First let me say sorry for being away for so long. Some day, hopefully in the near future, I will explain it all and then hopefully you will understand better why I have been away. All I can say is there are lots of interesting and exciting things going on right now for me and I will be sure to bring you up to speed when the time is right. I will try to post in the meantime as often as I can.
Recently, I received a comment on this blog. It was the following question….
“I would like to find out if the mission statement should be phrased in the present? I ask because Napoleon Hill phrased it in the future. He said “I will have” not “I have.”
This question was regarding a post of mine entitled “Define Your Mission”. I recently completed reading “Think and Grow Rich” again and pondered this very question myself.
Here is what I think….
Let me first start off by saying the term “Mission Statement” can mean many things. Ultimately I would side with whatever Napoleon Hill has to say on the matter as he is far more proven than I.
With that said I believe there is a far more effective way to employ Napoleon Hills “Mission Statement.”
I went through the process Napoleon Hill describes in his book. I created my mission and my plan. While Napoleon Hill calls this a “Mission Statement;” I would argue it is more of a “Vision Statement.”
A Mission Statement is a brief statement of basically why you or your company is in existence. Mine is simply “To translate what gives me joy, fulfillment, and makes me genuinely happy, into a career that can give me flexibility in my life and money to support my family.” That is my soul purpose in life; my means to an end.

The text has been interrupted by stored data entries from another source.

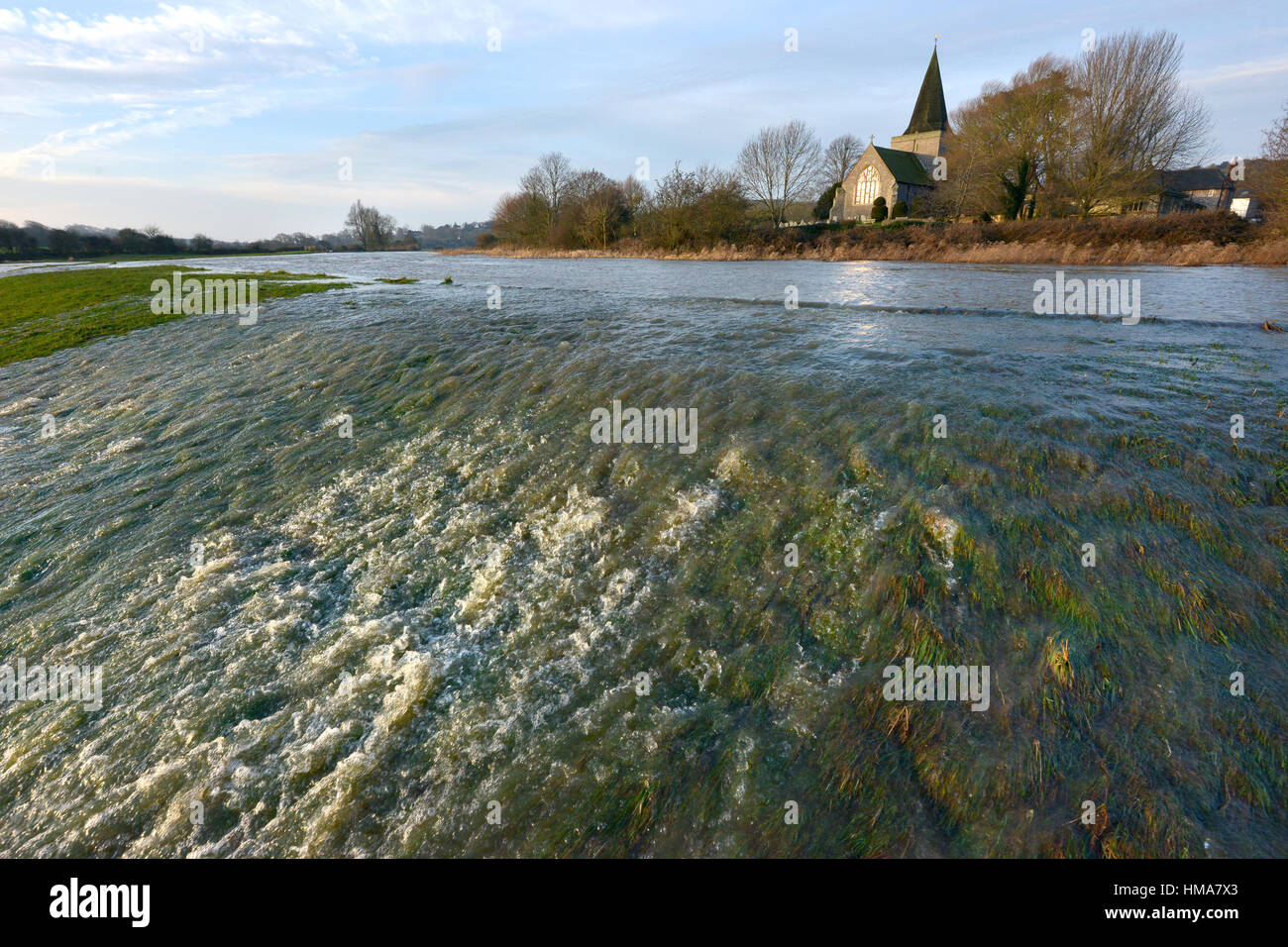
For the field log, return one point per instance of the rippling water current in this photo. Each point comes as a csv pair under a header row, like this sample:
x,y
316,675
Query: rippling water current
x,y
469,629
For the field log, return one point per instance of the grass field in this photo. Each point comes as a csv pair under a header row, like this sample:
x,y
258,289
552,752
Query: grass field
x,y
42,313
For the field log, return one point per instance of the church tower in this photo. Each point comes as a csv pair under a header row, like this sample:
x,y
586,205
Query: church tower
x,y
928,123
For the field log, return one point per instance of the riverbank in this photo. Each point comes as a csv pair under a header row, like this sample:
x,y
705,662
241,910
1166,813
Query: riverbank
x,y
42,313
1190,240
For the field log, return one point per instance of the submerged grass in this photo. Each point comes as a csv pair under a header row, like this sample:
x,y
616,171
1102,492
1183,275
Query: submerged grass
x,y
42,313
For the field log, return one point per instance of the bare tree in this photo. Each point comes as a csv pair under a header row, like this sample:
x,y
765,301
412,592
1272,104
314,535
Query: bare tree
x,y
1131,120
549,182
781,166
840,158
1270,174
370,227
1008,140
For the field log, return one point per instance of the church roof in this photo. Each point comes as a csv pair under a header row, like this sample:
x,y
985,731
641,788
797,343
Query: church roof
x,y
930,114
906,166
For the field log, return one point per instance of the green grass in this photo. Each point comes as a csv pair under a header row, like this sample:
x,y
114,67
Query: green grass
x,y
42,313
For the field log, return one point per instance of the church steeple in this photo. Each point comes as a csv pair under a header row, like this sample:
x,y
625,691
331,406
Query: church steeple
x,y
930,114
928,123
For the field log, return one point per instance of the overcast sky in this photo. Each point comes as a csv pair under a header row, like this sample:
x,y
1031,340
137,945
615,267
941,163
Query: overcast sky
x,y
235,119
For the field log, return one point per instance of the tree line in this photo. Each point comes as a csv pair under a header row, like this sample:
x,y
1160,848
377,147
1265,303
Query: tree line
x,y
1061,138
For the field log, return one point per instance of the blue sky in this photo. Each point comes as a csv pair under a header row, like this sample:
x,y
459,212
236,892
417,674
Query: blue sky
x,y
233,118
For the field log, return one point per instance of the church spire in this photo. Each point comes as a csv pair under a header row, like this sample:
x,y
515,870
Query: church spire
x,y
930,114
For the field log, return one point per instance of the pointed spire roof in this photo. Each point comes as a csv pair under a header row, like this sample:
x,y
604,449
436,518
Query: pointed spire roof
x,y
930,114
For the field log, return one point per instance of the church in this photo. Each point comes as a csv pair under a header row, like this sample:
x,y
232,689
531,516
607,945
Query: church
x,y
907,167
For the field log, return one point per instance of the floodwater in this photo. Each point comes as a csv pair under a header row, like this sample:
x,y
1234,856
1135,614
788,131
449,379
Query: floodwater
x,y
471,628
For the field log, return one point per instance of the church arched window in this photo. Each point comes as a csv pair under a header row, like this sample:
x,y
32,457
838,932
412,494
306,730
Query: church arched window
x,y
867,185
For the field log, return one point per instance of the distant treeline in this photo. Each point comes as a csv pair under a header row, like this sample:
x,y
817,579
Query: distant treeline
x,y
35,241
1083,137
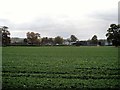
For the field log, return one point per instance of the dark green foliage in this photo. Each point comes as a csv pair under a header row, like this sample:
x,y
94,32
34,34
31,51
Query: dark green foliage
x,y
58,40
73,38
113,34
5,36
94,40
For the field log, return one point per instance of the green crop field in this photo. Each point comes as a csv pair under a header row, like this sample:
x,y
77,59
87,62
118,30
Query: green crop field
x,y
60,67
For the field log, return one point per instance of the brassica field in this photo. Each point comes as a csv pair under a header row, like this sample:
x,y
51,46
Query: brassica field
x,y
60,67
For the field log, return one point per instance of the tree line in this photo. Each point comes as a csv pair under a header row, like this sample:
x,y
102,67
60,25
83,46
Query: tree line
x,y
32,38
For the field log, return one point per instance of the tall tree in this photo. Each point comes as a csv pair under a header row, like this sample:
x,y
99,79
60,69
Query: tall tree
x,y
44,40
113,34
33,38
58,40
94,40
5,36
73,38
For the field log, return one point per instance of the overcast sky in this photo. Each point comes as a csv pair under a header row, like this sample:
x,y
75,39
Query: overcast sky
x,y
51,18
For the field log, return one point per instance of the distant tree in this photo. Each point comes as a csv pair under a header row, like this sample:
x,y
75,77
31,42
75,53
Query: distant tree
x,y
25,41
33,38
44,40
51,41
5,36
58,40
73,38
113,34
94,40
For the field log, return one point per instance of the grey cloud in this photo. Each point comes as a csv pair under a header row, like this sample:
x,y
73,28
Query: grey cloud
x,y
109,16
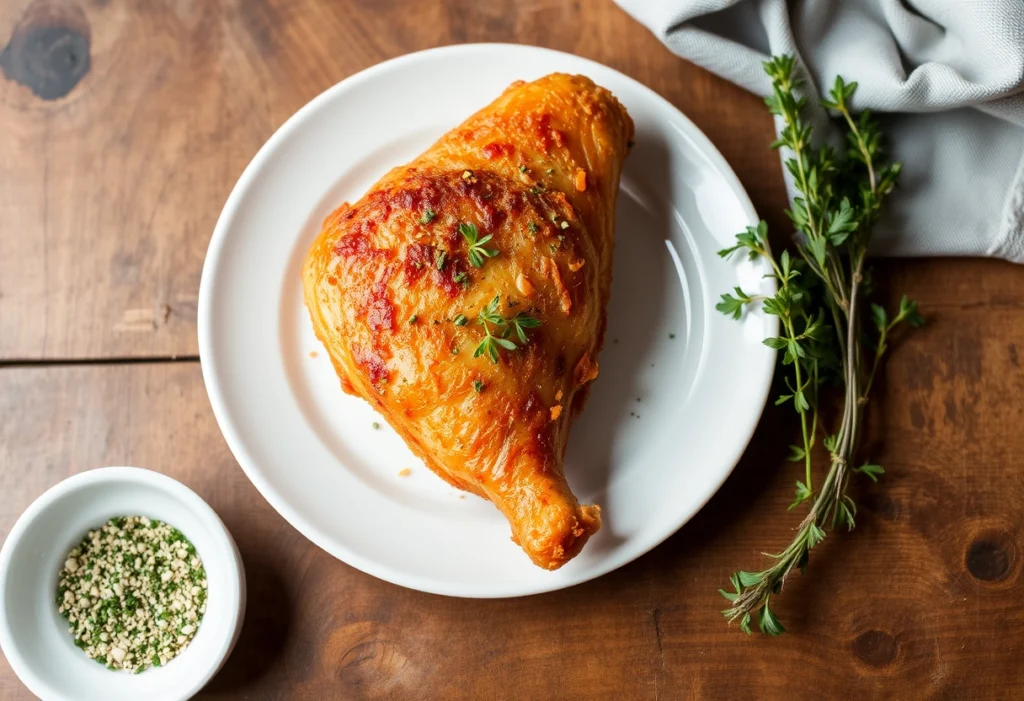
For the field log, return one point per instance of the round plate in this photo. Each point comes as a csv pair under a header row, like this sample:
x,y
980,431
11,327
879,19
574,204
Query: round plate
x,y
681,387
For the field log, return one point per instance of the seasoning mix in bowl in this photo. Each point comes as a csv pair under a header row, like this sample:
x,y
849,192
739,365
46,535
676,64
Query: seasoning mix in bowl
x,y
126,568
133,593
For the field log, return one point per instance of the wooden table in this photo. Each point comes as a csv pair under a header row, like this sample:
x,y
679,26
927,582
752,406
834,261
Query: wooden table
x,y
115,161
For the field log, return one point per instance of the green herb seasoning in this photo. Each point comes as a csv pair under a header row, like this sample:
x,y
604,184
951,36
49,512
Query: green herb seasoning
x,y
133,593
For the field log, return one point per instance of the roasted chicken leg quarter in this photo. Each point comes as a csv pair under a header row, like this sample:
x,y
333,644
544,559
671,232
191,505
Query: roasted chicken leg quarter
x,y
464,298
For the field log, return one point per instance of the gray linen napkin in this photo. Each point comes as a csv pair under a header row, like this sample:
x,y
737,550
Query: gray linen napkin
x,y
949,74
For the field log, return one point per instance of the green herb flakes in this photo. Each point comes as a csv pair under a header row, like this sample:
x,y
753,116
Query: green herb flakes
x,y
133,593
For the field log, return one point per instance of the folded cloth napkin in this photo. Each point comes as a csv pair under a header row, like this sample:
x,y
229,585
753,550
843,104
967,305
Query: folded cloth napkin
x,y
948,74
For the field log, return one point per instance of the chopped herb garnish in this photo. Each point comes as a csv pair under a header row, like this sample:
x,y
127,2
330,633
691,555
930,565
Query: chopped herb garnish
x,y
476,251
489,344
146,600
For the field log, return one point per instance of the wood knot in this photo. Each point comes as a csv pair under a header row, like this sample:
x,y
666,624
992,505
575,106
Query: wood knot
x,y
876,648
48,51
989,558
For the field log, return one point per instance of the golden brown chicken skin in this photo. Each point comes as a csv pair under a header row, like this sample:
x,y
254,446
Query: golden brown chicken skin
x,y
464,297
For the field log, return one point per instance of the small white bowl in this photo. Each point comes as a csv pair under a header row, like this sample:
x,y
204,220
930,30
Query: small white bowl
x,y
34,637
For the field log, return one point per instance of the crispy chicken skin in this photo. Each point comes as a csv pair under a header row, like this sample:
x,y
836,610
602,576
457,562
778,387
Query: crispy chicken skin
x,y
389,279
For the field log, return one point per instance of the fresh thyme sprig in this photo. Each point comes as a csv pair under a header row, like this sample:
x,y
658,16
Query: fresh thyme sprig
x,y
477,253
819,304
489,316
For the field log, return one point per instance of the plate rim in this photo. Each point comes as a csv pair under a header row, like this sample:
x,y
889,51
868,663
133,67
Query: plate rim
x,y
231,434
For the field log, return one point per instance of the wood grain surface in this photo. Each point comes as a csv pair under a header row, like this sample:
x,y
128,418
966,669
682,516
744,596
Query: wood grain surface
x,y
123,126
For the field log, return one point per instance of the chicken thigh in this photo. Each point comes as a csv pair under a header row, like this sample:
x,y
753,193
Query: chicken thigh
x,y
464,298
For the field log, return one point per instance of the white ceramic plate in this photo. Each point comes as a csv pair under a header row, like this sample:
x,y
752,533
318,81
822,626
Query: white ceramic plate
x,y
681,387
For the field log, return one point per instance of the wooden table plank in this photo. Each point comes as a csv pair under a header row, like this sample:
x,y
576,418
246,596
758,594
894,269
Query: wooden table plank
x,y
109,193
921,602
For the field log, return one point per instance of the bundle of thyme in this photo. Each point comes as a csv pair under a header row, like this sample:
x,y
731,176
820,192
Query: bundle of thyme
x,y
820,304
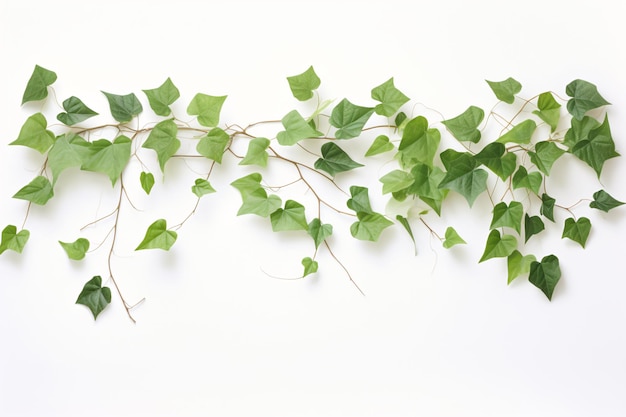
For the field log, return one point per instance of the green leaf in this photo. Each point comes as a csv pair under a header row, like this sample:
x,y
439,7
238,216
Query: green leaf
x,y
37,86
158,237
108,157
95,296
545,274
334,160
123,108
508,216
202,187
549,110
302,85
76,250
532,226
38,191
163,141
380,145
257,152
603,201
349,119
505,90
452,238
296,129
391,99
584,97
75,112
520,133
577,230
498,246
518,265
213,144
11,240
464,127
319,232
546,153
147,181
369,226
292,217
33,134
162,97
207,108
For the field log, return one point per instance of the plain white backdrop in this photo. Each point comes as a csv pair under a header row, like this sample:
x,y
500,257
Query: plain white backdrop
x,y
436,335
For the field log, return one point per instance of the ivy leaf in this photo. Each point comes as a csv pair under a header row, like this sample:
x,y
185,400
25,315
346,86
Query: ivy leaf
x,y
464,127
202,187
292,217
546,153
545,274
123,108
549,110
11,240
391,99
38,191
584,97
349,119
369,226
319,232
452,238
302,85
162,97
380,145
108,157
33,134
158,237
76,250
296,129
37,86
532,226
163,141
498,246
257,152
505,90
603,201
518,265
213,144
147,181
507,216
207,108
520,133
577,230
75,112
334,160
95,296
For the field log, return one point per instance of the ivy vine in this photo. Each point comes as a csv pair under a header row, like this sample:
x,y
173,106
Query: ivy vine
x,y
511,167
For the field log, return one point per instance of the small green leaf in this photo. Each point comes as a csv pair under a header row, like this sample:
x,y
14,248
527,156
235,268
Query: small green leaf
x,y
545,274
38,191
391,99
505,90
76,250
123,108
584,97
302,85
207,108
95,296
603,201
577,230
162,97
158,237
75,112
37,86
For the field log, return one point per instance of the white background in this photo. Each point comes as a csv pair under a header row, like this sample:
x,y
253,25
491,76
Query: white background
x,y
436,335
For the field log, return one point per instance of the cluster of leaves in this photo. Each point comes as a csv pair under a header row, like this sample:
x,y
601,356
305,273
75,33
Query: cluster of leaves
x,y
520,158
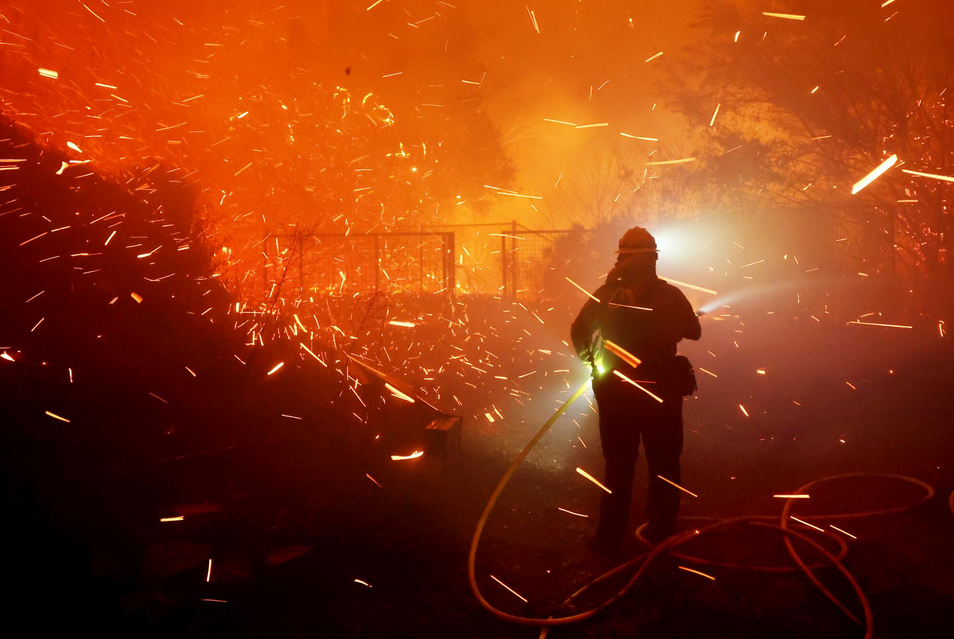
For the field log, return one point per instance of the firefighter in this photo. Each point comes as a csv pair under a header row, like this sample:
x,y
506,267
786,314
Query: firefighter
x,y
632,331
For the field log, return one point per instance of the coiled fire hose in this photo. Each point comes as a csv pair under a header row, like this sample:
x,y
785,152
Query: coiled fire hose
x,y
645,560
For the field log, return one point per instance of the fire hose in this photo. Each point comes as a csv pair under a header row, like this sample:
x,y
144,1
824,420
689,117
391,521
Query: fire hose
x,y
645,560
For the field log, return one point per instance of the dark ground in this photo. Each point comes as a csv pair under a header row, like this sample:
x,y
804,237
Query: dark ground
x,y
289,532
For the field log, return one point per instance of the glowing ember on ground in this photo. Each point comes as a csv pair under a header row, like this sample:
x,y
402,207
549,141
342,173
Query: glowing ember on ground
x,y
696,572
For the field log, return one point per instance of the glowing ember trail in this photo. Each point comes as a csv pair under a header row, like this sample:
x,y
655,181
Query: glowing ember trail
x,y
587,293
416,454
636,384
875,174
696,572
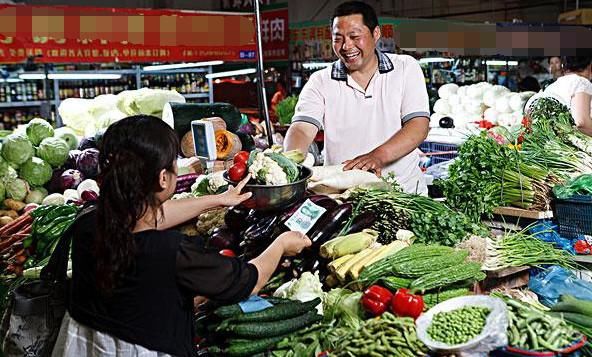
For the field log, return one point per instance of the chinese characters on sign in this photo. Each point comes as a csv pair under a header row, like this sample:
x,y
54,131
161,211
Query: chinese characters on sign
x,y
274,34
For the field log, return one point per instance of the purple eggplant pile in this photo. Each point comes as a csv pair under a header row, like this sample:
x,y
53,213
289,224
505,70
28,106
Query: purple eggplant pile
x,y
249,232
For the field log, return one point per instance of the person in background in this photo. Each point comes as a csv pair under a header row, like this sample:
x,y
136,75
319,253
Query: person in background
x,y
279,95
372,106
575,90
134,279
556,70
529,83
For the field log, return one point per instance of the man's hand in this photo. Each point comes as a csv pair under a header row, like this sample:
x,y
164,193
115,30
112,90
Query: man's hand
x,y
366,162
233,196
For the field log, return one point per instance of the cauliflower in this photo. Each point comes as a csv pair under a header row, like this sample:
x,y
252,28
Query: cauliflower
x,y
216,181
265,169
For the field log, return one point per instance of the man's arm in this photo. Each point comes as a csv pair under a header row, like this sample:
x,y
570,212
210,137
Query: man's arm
x,y
299,136
402,143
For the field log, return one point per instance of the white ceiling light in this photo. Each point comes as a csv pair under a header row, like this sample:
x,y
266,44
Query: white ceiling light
x,y
70,76
164,67
315,65
435,60
231,73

If you look at any business or corporation you will see the same pattern; a simple statement of the purpose that business serves in society.
So I would argue that a mission statement is the Present; the here and now. Every decision I make, I consult that mission to make sure it is supporting that mission. If something I am considering doing something that conflicts with that mission, it is not worth the time.
In “Think and Grow Rich” Napoleon asks you time be specific in amounts, timeframes, and actions. The traditional Mission Statement is not the place to do that.
The Mission should serve as a guide to all decisions. It is best to make this as simple and strait forward as possible to avoid any conflicts in future decision making. While the Mission Statement is an important first step to anyone wishing to fulfill their goals and purposes, it is not the be all end all. As Napoleon Hill explains we first need that all consuming idea or desire; then we need to back that up with a definite plan and purpose. You can do this through a Vision Statement.
The Vision Statement simple paints a picture of the future. It will give details of what you or your company will be doing 5, 10, 30, years down the road. I believe this is where Napoleon Hill’s suggestions fit best. The creation of this statement can be found in his book and has been proven to work by many of the best business minds in our history. I have listed the six steps, but for more detail read “Think and Grow Rich.”
- Fix in your mind the exact amount of money you desire.
- Determine exactly what you intend to give in return for the money you desire.
- Establish a definite date by which you intend to possess the money you desire.
- Create a definite plan for carrying out your desire, and begin at once — whether you are ready or not — to put this plan into action.
- Write out clearly and concisely all of the information in Steps 1 to 4 above.
- Read your statement aloud twice daily and, as you read, see and feel and believe yourself already in possession of the money.
So to answer this question I would say the Mission Statement is something that should be phrased in the Present. This will serve as your guide in all your decisions. If a decision conflicts with your mission it is probably not worth pursuing. The Vision Statement will serve as the specific counterpart to your mission and what you are trying to accomplish. I believe they go hand in hand. You will also not want to forget to make a plan. I would argue this is a third distinct part of the process. Without a plan to achieve you goals there is very little chance of arriving on time and in the right destination.
When you put all three of these distinct parts together you form the framework of Napoleon Hill’s basic concept. It is also a little easier to follow and see through.
This is all just my opinion….what do you think?